In contrast, MSCs, with their antioxidation and anti-apoptosis effects, can reduce the production of metalloproteinases (MMPs) and activate the proliferation of dermal fibroblasts [84]. A study compared adipose-derived stem cells (ADSCs) with fibroblasts in the improvement of skin wrinkles caused by photoaging and found that ADSCs are as effective as fibroblasts in promoting the production of collagen protein [85]. There are plenty of studies that have demonstrated that therapies and medicines based on stem cells can inhibit the signaling cascades which participate in telomere shortening, estrogen depletion, and excessive ROS production [86]. It has been reported that ADSCs have anti-aging effects on aging cells and in animal models of premature aging. ADSCs can accelerate mitophagy, eliminate intracellular ROS, and eventually improve the number of mitochondria [87]. Exosomes from the conditioned medium of human induced pluripotent stem cells (iPSCs) have a therapeutic potential in the treatment of skin aging caused by photoaging and natural senescence. Pretreated induced pluripotent stem cells exosomes (iPSCs-Exo’s) can inhibit the overexpression of MMP-1/3 and attenuate the human dermal fibroblast (HDF) injury caused by UVB and finally restore the expression of type I collagen [88]. By injecting autologous adipose-derived mesenchymal stem cells expanded in vitro, completely de novo oxytalan and elaunin fiber production in the subepidermal area and the rebuilding of the dermis–epidermal junction structure were observed, indicating the complete rescue of solar elastic deformation [89].

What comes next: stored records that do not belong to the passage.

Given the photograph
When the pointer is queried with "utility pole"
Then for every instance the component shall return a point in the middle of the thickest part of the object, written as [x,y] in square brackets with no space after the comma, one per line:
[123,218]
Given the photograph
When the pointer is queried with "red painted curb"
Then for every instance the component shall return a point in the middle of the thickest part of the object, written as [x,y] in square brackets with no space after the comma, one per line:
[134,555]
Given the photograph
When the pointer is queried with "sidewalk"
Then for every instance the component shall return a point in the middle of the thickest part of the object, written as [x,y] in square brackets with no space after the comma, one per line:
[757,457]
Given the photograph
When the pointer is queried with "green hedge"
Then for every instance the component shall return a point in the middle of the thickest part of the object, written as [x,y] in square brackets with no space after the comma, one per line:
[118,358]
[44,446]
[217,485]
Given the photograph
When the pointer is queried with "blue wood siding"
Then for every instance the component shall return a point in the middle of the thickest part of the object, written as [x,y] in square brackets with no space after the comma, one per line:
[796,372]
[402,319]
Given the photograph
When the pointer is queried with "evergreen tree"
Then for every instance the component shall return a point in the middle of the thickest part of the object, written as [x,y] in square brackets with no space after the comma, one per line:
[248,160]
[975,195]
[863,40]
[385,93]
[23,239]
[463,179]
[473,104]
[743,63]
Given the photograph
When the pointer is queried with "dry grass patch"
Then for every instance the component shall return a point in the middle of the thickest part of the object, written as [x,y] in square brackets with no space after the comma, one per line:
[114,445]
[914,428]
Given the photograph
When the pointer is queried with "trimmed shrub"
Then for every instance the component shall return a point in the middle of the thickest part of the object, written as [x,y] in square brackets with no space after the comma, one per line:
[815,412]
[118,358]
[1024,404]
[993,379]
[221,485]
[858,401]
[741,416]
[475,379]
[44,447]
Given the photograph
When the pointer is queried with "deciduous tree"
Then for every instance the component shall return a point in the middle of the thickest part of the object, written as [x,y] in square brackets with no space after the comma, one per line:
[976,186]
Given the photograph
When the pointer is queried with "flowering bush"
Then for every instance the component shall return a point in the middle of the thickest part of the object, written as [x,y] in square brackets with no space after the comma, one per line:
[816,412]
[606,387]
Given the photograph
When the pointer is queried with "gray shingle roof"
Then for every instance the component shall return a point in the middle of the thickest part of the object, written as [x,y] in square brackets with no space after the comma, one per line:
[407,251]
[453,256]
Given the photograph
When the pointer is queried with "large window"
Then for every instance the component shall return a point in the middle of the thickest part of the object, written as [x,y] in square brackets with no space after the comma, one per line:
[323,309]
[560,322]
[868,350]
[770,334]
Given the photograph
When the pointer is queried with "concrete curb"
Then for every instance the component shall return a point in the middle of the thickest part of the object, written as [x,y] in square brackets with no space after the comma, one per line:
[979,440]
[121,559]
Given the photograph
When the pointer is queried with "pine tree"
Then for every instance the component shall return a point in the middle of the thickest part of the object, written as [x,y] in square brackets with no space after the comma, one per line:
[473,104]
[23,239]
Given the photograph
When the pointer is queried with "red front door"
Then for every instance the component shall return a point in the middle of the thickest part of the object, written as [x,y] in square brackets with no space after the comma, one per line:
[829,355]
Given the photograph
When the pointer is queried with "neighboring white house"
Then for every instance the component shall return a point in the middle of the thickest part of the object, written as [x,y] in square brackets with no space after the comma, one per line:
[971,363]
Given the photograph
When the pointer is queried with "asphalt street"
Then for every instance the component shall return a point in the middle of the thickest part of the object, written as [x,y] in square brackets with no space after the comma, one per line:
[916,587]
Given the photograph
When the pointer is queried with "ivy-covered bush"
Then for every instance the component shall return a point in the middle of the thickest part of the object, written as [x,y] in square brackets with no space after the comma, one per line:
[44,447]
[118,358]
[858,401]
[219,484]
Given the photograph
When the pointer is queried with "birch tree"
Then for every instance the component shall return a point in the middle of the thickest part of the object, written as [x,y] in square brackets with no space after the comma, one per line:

Moreover, adipose stem cell-conditioned culture medium (ADSC-CM) can reduce UVB-induced apoptosis and stimulate collagen synthesis by HDFs to reduce the appearance of wrinkles, which was confirmed by a shortening of the subG1 phase of HDFs. ADSC-CM can also increase the expression of type I collagen in HDFs and increase the level of metalloproteinase 1 [90]. Conditioned media from human umbilical cord blood-derived mesenchymal stem cells (USC-CM) contains epithelial growth factor (EGF), basic fibroblast growth factor (bFGF), platelet-derived growth factor (PDGF), hepatocyte growth factor (HGF), collagen type 1, and growth differentiation factor-11 (GDF-11), one of the youth growth factors [91]. In an experiment, GDF-11 significantly accelerated the growth and migration of HDFs and also improved the production of extracellular matrix (ECM). USC-CM exosomes (USC-CM Exo’s) contain the growth factor related to skin rejuvenation which acts on HDFs to promote cell migration and collagen synthesis [92].

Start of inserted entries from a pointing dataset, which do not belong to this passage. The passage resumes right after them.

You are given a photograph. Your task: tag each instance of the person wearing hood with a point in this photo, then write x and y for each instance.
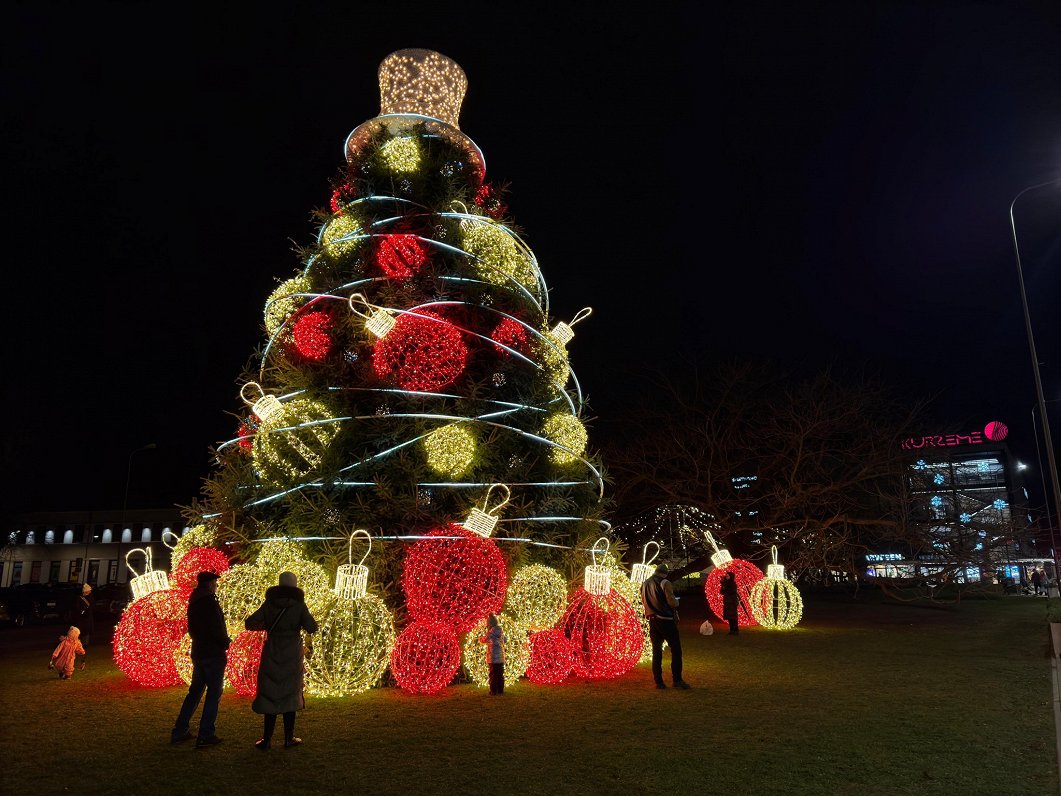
(283, 616)
(206, 625)
(66, 654)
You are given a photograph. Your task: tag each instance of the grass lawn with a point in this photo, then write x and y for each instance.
(862, 698)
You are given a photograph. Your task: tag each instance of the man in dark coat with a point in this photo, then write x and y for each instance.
(661, 609)
(283, 616)
(206, 625)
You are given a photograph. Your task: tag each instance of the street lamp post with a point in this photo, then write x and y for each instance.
(125, 500)
(1050, 460)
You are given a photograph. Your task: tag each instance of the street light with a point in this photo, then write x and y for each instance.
(125, 500)
(1035, 365)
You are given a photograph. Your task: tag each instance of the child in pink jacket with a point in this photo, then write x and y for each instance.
(66, 654)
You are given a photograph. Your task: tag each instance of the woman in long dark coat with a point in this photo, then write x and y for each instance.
(283, 616)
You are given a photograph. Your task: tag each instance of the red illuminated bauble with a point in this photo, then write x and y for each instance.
(425, 657)
(511, 334)
(184, 577)
(311, 335)
(345, 193)
(454, 576)
(422, 352)
(606, 634)
(244, 655)
(552, 657)
(747, 575)
(146, 636)
(400, 256)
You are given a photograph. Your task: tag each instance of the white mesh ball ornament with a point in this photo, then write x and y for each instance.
(351, 580)
(378, 321)
(483, 520)
(641, 572)
(598, 575)
(150, 580)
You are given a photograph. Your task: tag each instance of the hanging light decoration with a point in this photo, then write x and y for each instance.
(603, 626)
(537, 597)
(357, 635)
(425, 657)
(775, 600)
(746, 573)
(476, 654)
(454, 576)
(552, 657)
(483, 520)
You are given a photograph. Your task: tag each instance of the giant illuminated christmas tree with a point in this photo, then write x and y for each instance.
(412, 383)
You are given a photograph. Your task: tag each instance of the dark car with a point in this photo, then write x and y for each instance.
(38, 603)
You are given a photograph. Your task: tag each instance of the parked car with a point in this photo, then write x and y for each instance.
(38, 603)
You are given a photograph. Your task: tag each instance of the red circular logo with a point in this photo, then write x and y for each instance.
(995, 431)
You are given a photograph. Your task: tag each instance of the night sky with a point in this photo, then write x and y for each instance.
(810, 183)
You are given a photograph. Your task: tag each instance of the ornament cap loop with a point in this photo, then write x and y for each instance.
(644, 552)
(349, 551)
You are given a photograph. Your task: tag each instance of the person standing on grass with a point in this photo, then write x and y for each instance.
(661, 609)
(283, 616)
(494, 640)
(206, 625)
(730, 601)
(66, 654)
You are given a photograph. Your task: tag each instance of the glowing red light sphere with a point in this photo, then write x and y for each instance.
(400, 256)
(552, 657)
(454, 576)
(606, 634)
(244, 655)
(425, 657)
(146, 636)
(747, 575)
(185, 575)
(422, 352)
(311, 335)
(512, 334)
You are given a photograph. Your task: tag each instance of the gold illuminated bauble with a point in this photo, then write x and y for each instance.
(450, 450)
(537, 597)
(568, 432)
(283, 303)
(352, 647)
(401, 155)
(517, 652)
(776, 603)
(498, 257)
(242, 589)
(342, 236)
(291, 445)
(197, 536)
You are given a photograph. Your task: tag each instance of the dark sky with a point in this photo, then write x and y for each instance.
(811, 183)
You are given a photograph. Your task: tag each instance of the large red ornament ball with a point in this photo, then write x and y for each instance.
(244, 655)
(400, 256)
(425, 657)
(747, 575)
(454, 576)
(552, 657)
(146, 636)
(422, 352)
(511, 334)
(311, 335)
(606, 634)
(185, 575)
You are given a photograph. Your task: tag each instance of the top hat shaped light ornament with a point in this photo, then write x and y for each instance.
(419, 87)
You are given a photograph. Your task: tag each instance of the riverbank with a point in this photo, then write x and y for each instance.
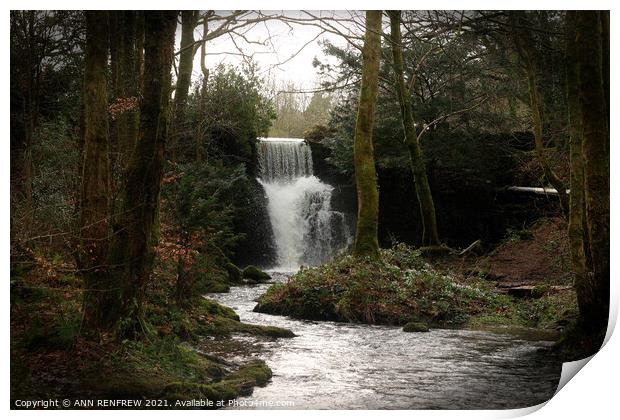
(183, 355)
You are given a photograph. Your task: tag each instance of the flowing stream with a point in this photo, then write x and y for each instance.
(306, 230)
(352, 366)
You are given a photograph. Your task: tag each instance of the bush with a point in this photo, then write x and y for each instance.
(399, 288)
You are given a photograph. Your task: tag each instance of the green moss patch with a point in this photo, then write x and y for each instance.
(398, 288)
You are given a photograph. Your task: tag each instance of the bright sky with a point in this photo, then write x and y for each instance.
(281, 42)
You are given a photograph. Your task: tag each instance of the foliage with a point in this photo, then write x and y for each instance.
(399, 288)
(296, 114)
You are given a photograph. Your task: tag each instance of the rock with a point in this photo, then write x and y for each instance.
(416, 327)
(521, 291)
(253, 273)
(234, 273)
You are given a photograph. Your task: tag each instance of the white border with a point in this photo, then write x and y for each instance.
(592, 395)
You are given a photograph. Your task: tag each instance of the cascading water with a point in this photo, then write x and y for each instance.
(305, 228)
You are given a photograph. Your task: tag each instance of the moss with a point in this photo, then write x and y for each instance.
(398, 288)
(211, 307)
(216, 282)
(415, 327)
(435, 251)
(256, 371)
(254, 273)
(235, 275)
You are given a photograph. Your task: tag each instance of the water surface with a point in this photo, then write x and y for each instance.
(352, 366)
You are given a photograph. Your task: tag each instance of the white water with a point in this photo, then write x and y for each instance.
(306, 230)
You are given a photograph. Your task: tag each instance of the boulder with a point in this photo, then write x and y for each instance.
(256, 274)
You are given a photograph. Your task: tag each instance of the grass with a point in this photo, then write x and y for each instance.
(402, 287)
(50, 358)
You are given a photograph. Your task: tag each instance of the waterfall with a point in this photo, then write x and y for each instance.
(305, 228)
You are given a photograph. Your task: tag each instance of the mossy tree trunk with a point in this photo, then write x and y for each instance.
(366, 241)
(595, 147)
(189, 19)
(525, 49)
(430, 237)
(132, 251)
(588, 82)
(95, 177)
(129, 120)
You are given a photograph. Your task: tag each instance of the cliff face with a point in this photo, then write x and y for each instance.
(467, 187)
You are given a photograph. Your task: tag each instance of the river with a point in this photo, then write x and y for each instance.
(352, 366)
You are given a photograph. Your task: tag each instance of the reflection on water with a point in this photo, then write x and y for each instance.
(350, 366)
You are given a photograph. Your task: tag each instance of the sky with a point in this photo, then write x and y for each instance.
(302, 42)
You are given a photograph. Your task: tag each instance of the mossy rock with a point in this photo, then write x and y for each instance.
(256, 274)
(435, 251)
(415, 327)
(235, 275)
(225, 326)
(211, 307)
(212, 283)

In recent years, the extracts secreted by mesenchymal stem cells have been used as a prospective biological therapy. However, the extracts are unstable and non-specific which could be resolved using artificial intelligence. Due to the ability of machine learning and artificial intelligence to predict and simulate protein folding and peptide/protein structure interactions, they have been used for screening promising biomimetic peptide components in mesenchymal stem cell secretions. One peptide virtual screening model which identified EQ-9 as a peptide with anti-aging and skin repair functions. EQ-9 potentially inhibits inflammation through increasing the fibroblast survival rate and decreasing intracellular ROS levels [93]. It has been reported that microfragmented adipose tissue containing adipose stem cells combined with a crosslinked hyaluronic acid scaffold can improve soft tissue defects such as deep wrinkles [94].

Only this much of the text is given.